Penser le continuum colonial de la violence à partir des Amériques aujourd’hui

Publié le 2 mai par Héloïse Humbert

Colloque international organisé par Jules Falquet (Université Paris 8, LLCP), Tina Harpin (Université de Guyane, MINEA) et Giulia Manera (Université de Guyane, MINEA, CRILUS).

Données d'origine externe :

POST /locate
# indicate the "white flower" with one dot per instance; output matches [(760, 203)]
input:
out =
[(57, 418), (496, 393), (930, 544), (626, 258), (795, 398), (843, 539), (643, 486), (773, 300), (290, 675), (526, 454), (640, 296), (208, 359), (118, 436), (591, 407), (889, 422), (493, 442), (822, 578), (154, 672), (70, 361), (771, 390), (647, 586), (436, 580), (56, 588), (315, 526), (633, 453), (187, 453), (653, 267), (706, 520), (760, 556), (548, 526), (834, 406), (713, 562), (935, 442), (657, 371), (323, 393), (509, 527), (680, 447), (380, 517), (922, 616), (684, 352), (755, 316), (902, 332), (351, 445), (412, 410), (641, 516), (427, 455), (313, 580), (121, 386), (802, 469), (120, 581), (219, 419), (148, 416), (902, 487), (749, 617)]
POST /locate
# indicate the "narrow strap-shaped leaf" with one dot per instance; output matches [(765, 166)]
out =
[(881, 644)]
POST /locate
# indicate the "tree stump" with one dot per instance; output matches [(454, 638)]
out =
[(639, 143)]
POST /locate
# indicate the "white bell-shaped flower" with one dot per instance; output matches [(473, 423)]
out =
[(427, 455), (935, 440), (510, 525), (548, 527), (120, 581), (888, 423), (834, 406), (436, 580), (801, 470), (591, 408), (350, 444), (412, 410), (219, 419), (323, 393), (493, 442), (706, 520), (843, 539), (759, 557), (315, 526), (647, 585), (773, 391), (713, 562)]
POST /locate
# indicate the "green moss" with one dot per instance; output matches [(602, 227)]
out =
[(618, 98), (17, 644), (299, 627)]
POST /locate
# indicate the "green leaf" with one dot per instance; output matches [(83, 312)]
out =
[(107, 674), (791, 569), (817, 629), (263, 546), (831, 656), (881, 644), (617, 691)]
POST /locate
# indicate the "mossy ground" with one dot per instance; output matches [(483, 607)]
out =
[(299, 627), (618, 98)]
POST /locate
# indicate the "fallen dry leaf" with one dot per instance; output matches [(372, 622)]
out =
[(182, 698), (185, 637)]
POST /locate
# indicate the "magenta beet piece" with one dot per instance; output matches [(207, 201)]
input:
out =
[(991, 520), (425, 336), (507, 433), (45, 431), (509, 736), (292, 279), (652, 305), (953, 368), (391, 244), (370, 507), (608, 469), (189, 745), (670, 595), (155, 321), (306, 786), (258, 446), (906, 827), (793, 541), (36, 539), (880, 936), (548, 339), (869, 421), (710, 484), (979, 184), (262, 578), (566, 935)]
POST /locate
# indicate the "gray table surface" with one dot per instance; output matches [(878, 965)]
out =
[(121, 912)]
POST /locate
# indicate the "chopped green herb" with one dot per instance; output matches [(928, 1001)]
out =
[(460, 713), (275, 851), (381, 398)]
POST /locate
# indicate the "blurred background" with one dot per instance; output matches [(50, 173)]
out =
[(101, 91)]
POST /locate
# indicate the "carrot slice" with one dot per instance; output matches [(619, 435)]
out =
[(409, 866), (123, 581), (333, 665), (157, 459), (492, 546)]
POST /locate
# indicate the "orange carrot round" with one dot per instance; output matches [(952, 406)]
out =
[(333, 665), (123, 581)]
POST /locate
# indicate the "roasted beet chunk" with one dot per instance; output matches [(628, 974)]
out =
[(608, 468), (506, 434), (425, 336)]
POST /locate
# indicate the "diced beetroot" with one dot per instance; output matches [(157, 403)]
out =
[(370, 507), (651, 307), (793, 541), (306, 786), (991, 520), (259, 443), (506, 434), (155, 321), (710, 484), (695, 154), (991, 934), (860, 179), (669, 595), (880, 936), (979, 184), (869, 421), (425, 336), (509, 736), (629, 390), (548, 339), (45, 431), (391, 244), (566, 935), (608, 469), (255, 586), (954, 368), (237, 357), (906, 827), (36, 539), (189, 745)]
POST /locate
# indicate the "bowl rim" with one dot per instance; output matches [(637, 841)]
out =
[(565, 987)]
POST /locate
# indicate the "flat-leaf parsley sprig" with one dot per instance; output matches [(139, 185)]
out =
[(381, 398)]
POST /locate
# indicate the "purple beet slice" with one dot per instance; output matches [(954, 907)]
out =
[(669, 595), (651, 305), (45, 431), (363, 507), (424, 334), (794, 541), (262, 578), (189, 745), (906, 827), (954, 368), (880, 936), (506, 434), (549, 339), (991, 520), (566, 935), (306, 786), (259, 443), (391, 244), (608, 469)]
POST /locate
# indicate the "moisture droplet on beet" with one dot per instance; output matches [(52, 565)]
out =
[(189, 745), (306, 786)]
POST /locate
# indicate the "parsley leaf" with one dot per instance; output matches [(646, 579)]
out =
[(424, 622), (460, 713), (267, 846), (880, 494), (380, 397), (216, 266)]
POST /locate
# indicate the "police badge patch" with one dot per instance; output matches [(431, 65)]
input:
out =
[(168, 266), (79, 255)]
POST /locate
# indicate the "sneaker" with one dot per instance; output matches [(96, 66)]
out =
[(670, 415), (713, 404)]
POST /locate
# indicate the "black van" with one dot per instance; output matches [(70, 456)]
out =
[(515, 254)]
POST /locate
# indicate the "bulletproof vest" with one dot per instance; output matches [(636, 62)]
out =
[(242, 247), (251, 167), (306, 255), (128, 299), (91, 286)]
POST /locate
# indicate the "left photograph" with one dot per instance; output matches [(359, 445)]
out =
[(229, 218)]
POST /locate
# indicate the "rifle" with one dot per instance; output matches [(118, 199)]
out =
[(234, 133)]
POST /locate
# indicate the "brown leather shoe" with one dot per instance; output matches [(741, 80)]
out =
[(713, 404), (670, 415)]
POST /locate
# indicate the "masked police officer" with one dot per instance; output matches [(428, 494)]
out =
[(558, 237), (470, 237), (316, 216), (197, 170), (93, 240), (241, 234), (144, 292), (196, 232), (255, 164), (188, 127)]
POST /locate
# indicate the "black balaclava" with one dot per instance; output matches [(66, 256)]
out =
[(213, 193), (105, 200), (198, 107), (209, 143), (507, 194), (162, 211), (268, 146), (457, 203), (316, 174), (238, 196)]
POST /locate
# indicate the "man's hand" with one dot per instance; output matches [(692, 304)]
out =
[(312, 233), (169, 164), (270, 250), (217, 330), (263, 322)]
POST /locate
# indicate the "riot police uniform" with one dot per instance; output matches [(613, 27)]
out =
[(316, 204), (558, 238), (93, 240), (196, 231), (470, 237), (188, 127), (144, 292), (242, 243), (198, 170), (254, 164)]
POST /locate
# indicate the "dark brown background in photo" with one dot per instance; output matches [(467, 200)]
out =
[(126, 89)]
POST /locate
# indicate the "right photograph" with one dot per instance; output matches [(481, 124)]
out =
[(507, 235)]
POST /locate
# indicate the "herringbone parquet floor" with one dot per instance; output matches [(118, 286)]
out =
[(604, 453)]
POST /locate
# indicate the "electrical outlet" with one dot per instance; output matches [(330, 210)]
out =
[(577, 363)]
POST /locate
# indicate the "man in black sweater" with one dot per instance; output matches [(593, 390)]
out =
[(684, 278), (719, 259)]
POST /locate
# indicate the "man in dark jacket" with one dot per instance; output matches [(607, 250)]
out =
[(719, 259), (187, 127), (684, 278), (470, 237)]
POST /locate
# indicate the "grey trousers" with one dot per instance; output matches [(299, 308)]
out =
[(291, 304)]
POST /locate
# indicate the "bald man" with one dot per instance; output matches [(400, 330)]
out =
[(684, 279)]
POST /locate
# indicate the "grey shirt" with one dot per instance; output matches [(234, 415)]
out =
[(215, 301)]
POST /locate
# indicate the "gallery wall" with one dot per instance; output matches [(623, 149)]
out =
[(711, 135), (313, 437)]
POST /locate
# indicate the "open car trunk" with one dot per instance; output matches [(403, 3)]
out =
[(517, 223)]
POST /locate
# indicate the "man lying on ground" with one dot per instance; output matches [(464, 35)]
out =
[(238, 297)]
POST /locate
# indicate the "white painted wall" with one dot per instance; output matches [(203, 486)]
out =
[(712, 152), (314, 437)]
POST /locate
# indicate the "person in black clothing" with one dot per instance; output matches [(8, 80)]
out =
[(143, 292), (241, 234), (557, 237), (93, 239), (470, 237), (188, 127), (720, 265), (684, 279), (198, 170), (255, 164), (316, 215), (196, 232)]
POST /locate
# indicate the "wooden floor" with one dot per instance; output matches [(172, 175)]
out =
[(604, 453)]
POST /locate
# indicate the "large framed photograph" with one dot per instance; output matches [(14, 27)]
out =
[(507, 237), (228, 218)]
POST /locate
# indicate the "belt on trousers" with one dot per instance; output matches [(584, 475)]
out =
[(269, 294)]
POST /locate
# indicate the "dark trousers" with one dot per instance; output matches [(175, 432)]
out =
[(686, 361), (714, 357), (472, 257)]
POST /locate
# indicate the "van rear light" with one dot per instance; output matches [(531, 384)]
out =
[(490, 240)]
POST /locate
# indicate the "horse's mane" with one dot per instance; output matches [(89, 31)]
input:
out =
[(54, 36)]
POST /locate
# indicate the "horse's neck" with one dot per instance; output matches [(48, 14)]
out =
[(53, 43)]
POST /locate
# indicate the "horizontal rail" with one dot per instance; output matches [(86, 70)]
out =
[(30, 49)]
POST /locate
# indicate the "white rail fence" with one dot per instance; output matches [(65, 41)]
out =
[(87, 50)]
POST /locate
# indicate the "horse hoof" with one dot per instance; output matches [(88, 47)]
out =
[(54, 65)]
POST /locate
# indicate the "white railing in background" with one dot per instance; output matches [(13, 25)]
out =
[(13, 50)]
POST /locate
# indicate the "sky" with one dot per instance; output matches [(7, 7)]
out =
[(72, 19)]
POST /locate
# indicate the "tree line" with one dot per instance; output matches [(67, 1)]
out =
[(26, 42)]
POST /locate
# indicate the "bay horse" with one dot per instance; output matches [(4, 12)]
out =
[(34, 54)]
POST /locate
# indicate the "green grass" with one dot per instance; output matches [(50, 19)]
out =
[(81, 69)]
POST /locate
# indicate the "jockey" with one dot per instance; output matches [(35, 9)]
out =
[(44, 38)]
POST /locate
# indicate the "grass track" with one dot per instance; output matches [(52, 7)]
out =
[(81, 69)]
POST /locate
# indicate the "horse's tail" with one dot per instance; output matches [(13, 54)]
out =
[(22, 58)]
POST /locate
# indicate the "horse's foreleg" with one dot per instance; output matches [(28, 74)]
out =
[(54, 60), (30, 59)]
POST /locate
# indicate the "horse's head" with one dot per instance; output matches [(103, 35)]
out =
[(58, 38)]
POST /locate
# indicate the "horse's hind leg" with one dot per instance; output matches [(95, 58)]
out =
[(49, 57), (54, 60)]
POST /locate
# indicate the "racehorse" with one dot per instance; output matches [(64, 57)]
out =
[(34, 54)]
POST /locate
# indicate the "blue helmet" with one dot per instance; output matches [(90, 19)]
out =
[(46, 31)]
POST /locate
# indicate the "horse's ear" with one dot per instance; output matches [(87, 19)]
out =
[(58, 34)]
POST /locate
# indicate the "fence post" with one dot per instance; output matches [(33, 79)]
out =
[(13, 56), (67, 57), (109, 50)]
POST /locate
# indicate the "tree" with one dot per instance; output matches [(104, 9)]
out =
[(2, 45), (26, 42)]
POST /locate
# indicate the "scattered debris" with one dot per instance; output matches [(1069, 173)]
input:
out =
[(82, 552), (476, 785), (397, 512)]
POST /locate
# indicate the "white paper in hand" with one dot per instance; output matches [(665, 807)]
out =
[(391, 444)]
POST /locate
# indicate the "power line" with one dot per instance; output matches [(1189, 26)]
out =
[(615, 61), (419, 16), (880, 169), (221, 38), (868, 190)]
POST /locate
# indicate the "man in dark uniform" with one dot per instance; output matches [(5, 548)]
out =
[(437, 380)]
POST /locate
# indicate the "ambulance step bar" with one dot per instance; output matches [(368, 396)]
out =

Ce colloque ambitionne de penser dans une perspective matérialiste et/ou décoloniale ces différents aspects du continuum de la violence, ses théorisations et les résistances qui lui sont opposées. Il s’agit d’une part, de tenir compte simultanément des rapports de sexe, classe et race qui marquent et organisent ces violences. Qu’on la nomme intersectionnalité, imbrication, coformation ou consubstantialité, cette perspective pose que l’on ne peut comprendre la violence sous le seul angle du genre. D’autre part, dans une perspective matérialiste, loin d’être considérée comme une pulsion universelle et anhistorique des mâles de l’espèce, la violence est abordée ici comme un instrument utilisé par les groupes dominants, qui se ménagent pour l’exercer des cadres propices, grâce au droit ou au système coutumier, ainsi qu’à des formes de légitimation "culturelles" — afin de perpétuer ou de renforcer leur domination.